The introduction of a “modest” carbon tax in South Africa would have relatively low adjustment costs while raising revenue that could be deployed to cut other growth- and job-inhibiting taxes, or to make growth-enhancing infrastructure investments, two senior World Bank advisers argued on Tuesday.
However, lead climate change economist Michael Toman and senior adviser on poverty reduction Milan Brahmbhatt also stressed that carbon dioxide reductions could only be achieved at efficient levels in the context of an international agreement. “It’s a global public good, so it doesn’t make sense for any individual country to go it on its own – it has to be everyone together,” Brahmbhatt said.
Speaking at the release of the development finance institution’s second ‘South Africa Economic Update’, which included a focus on green growth, Toman argued that the main motivation for adopting a carbon tax ahead of any possible global deal would be the “co-benefits that could be achieved from such a tax”.
Having announced emission reduction targets in its recently released climate change policy, a domestic carbon tax could be “a very efficient and cost-effective way of moving ahead on that”.
Under South Africa’s ‘peak, plateau, decline’ trajectory, South Africa was committing to reducing its emission by 34% against a business-as-usual trajectory by 2020 and by 42% by 2025. But, the reductions were also premised on South Africa obtaining international financial assistance through the Green Climate Fund, the capitalisation of which would be debated at the United Nations Framework Convention on Climate Change seventeenth Conference of the Parties, or COP 17.
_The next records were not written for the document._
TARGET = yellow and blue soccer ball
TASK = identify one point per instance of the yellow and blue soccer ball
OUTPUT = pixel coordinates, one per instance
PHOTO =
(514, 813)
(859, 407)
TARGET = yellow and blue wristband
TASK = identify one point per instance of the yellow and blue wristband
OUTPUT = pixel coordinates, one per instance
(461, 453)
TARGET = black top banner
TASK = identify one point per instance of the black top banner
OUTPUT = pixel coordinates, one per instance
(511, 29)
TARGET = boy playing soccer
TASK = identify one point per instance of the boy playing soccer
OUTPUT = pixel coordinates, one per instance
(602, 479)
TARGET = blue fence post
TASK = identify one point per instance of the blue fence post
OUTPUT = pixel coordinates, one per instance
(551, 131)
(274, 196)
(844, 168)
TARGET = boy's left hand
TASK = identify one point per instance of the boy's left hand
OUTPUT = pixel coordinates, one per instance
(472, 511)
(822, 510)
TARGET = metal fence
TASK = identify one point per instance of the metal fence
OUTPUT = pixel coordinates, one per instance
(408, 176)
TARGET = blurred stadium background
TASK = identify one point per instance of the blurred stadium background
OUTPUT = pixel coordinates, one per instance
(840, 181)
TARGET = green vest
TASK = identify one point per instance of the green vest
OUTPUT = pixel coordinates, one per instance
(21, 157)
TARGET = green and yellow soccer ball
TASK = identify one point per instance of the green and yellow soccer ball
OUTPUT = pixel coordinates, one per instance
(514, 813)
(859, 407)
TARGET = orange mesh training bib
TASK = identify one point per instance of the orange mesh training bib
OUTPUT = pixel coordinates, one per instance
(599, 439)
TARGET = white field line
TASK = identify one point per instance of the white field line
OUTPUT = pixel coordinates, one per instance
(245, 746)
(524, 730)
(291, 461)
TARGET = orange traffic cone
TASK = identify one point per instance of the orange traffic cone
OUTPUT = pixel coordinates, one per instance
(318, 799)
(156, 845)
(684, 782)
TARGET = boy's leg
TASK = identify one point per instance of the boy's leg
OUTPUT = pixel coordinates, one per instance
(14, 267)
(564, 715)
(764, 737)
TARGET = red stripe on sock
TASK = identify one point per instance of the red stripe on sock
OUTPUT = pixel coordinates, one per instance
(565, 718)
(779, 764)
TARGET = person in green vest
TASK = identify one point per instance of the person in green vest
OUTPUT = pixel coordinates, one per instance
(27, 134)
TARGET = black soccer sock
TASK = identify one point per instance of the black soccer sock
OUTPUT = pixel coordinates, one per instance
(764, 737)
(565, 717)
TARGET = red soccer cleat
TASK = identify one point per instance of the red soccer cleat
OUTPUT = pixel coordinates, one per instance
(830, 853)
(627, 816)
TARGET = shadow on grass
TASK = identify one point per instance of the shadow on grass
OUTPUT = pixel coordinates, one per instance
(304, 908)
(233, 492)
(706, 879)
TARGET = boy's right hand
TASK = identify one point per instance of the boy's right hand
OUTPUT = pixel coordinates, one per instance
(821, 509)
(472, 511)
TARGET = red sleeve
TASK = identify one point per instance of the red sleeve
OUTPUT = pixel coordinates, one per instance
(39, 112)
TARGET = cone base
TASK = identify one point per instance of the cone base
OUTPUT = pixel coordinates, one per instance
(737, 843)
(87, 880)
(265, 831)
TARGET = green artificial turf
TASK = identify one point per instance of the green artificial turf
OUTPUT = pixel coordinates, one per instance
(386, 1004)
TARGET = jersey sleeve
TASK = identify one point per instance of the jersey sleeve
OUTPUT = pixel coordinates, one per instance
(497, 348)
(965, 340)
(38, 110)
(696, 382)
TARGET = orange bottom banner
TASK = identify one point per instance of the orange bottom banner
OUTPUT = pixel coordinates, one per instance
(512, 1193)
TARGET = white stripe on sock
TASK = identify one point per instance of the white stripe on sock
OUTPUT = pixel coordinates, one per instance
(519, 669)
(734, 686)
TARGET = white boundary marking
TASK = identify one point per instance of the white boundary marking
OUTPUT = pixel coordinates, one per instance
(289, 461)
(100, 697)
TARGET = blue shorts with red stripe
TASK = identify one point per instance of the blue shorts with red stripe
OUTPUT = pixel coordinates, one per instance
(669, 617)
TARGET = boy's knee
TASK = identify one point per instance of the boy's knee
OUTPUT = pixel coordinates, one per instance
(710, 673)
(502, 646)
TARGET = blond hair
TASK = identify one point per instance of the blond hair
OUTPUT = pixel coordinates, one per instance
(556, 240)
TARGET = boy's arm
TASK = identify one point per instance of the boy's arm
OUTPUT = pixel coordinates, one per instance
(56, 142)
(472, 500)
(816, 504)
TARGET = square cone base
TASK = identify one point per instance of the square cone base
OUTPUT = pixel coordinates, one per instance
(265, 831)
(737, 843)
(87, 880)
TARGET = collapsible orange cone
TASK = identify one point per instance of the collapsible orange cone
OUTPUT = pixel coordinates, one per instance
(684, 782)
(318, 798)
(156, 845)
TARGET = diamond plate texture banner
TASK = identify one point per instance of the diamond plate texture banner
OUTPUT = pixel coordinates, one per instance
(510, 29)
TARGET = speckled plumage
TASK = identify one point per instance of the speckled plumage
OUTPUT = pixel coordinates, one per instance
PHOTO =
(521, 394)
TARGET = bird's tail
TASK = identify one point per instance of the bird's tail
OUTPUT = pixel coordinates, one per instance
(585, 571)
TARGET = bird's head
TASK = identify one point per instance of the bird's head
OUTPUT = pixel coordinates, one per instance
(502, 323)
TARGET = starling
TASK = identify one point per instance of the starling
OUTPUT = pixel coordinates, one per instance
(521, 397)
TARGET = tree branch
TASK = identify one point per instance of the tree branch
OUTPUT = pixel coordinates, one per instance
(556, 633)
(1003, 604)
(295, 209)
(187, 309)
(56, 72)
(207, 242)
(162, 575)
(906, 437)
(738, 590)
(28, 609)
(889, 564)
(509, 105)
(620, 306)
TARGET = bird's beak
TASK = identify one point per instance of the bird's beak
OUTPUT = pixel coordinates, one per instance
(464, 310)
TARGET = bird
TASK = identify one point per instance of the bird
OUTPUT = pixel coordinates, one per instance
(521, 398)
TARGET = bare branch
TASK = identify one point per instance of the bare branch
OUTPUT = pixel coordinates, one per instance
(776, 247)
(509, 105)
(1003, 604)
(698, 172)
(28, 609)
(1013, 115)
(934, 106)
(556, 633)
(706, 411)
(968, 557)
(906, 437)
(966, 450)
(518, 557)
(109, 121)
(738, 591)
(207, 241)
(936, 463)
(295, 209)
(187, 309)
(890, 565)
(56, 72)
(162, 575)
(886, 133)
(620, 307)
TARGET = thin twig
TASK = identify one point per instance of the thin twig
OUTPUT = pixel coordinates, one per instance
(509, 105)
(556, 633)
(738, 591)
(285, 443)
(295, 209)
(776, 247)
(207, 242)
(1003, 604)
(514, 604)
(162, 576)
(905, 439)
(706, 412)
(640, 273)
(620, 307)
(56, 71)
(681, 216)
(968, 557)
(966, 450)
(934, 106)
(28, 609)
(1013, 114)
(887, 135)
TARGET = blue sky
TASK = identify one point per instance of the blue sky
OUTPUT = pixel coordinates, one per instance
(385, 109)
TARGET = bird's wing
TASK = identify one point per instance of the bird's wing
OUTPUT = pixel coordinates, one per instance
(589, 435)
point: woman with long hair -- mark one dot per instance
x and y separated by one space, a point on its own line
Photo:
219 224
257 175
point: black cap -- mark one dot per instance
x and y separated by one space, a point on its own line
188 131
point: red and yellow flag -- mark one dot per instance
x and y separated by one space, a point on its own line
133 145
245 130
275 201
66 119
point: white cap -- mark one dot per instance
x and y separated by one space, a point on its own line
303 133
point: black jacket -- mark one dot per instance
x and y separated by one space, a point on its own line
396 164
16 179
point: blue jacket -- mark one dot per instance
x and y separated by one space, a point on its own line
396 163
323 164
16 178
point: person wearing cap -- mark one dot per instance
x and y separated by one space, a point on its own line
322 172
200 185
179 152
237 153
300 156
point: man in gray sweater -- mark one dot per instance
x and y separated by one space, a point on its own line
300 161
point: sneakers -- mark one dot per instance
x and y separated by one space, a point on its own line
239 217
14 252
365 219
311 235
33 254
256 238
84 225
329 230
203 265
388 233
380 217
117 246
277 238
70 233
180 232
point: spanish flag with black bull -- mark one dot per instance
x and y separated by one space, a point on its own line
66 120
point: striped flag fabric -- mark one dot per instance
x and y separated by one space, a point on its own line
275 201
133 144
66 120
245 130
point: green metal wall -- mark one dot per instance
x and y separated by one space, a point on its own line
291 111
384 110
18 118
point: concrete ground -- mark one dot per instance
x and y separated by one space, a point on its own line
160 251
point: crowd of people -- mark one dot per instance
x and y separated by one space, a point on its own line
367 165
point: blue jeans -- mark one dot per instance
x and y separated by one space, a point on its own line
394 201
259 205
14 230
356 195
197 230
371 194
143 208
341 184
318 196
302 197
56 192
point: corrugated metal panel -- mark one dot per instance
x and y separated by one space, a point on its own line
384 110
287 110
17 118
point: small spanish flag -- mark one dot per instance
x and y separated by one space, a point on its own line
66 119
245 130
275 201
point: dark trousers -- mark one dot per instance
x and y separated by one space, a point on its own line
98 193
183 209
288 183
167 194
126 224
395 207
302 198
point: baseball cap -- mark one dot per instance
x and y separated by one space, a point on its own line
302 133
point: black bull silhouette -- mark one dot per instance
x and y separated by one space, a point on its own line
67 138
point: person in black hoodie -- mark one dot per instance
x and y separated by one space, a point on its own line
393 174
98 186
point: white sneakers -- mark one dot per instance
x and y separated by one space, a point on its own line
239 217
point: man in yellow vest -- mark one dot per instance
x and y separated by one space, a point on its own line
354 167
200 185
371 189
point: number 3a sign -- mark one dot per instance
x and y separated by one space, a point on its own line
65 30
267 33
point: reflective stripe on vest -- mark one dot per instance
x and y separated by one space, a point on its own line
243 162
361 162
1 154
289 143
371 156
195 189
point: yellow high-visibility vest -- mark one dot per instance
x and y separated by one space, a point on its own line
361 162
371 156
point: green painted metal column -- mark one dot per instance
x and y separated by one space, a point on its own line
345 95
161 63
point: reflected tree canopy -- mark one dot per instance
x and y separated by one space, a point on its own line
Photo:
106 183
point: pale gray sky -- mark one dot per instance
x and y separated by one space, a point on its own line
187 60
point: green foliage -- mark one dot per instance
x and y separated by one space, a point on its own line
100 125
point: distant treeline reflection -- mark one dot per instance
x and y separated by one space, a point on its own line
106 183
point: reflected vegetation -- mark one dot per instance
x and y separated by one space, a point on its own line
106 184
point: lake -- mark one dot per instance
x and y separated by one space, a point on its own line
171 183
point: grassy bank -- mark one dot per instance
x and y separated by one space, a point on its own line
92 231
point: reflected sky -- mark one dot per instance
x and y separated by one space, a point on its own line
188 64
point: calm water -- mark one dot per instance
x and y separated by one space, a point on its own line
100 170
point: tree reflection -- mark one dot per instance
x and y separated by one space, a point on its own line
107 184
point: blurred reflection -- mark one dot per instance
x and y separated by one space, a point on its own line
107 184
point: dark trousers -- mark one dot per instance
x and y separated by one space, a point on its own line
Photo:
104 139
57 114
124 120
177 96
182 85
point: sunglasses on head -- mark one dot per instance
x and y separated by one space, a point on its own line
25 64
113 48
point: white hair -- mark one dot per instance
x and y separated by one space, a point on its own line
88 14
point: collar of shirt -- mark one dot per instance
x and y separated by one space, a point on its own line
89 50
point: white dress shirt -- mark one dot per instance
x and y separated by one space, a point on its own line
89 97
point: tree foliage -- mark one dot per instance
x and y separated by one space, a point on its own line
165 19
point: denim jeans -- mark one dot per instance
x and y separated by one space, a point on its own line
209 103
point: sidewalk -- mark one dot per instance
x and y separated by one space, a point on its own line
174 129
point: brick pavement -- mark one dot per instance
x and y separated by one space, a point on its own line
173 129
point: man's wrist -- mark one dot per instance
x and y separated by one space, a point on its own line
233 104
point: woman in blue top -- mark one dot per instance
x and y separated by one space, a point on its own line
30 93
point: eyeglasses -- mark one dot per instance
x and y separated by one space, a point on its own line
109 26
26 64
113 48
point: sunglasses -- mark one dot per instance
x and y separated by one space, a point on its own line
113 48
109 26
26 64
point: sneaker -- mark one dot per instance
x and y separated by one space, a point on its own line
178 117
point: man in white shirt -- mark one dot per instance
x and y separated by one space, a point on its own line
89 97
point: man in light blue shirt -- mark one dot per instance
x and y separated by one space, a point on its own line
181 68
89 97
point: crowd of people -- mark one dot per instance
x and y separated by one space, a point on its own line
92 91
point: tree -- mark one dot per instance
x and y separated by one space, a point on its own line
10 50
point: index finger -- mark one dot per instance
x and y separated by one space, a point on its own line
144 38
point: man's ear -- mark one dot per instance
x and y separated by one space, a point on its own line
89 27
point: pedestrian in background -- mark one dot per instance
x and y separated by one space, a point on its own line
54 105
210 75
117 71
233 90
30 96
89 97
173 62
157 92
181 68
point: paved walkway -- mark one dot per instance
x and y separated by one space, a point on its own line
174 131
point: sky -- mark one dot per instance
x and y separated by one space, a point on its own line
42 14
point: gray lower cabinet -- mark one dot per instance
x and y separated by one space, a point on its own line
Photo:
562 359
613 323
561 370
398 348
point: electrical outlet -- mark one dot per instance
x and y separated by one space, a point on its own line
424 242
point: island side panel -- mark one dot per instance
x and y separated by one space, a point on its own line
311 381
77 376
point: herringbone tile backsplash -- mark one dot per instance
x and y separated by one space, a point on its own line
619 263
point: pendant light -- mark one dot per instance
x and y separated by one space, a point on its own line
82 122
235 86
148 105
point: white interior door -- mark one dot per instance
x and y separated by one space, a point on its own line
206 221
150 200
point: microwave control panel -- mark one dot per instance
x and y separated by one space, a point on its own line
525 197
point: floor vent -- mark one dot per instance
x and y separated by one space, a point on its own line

The fund was meant to channel up to $100-billion a year by 2020 to help developing countries limit greenhouse-gas emissions and cope with the effects of climate change. Failure to capitalise the fund as initially agreed would slow the ability of countries such as South Africa to deploy green technologies and invest in adaptation programmes.
However, Toman said South Africa’s serious examination of a carbon tax was “commendable”, particularly given that the step was “unique” among emerging-market economies.
Such a tax, he argued, could also add further impetus (over-and-above the current electricity tariff hikes) to the country’s energy-efficiency programmes, which had the potential to create a relatively high number of jobs when compared with the construction of conventional or unconventional power generation capacity. “But [a tax] would also provide support for the diversification of the energy supply base . . . and support for renewables would provide further support for the hoped-for gains in employment and growth,” he added.
A large carbon tax, however, would contribute very little to the global aspiration to lower greenhouse-gas emissions – despite being the world’s eleventh largest emitter, South Africa accounted for only about 1% of total global emissions. Therefore, a high carbon tax would expose the economy “to a lot of downside risk”.
“As I understand the discussions, though, there is no intention at all of doing that. In fact, all the documents we have looked at are at pains to say that South Africa has to be part of the global solution, but also has to grow its economy.”
The National Treasury indicated recently that it would release a revised carbon tax discussion paper in December, having taken account of the 80 public comments received in response to the first discussion paper, which was released in December 2010.
The new paper was likely to show a greater sensitivity to the need to sustain South Africa’s economic competitiveness and would explore the extent to which it could be “revenue neutral”.
Toman and Brahmbhatt argued the green growth would eventually have to be premised on a situation whereby economic decision makers made their choices in ways that fully reflected the social costs and benefits of using scare natural capital.
In practice, that would require the institution of policies that corrected for overuse by pricing that natural capital through such instruments as environmental and carbon taxes.
But the bank also cautioned that extracting significant growth and employment benefits from the so-called green economy would also not be an automatic process and would have to be supported by multiple policies to stimulate growth and protect the environment.
“There is generally no single ‘silver bullet’ that will by itself deliver both growth and environmental protection,” Brahmbhatt stressed, adding that it generally made sense to use multiple policy instruments to pursue multiple policy objectives.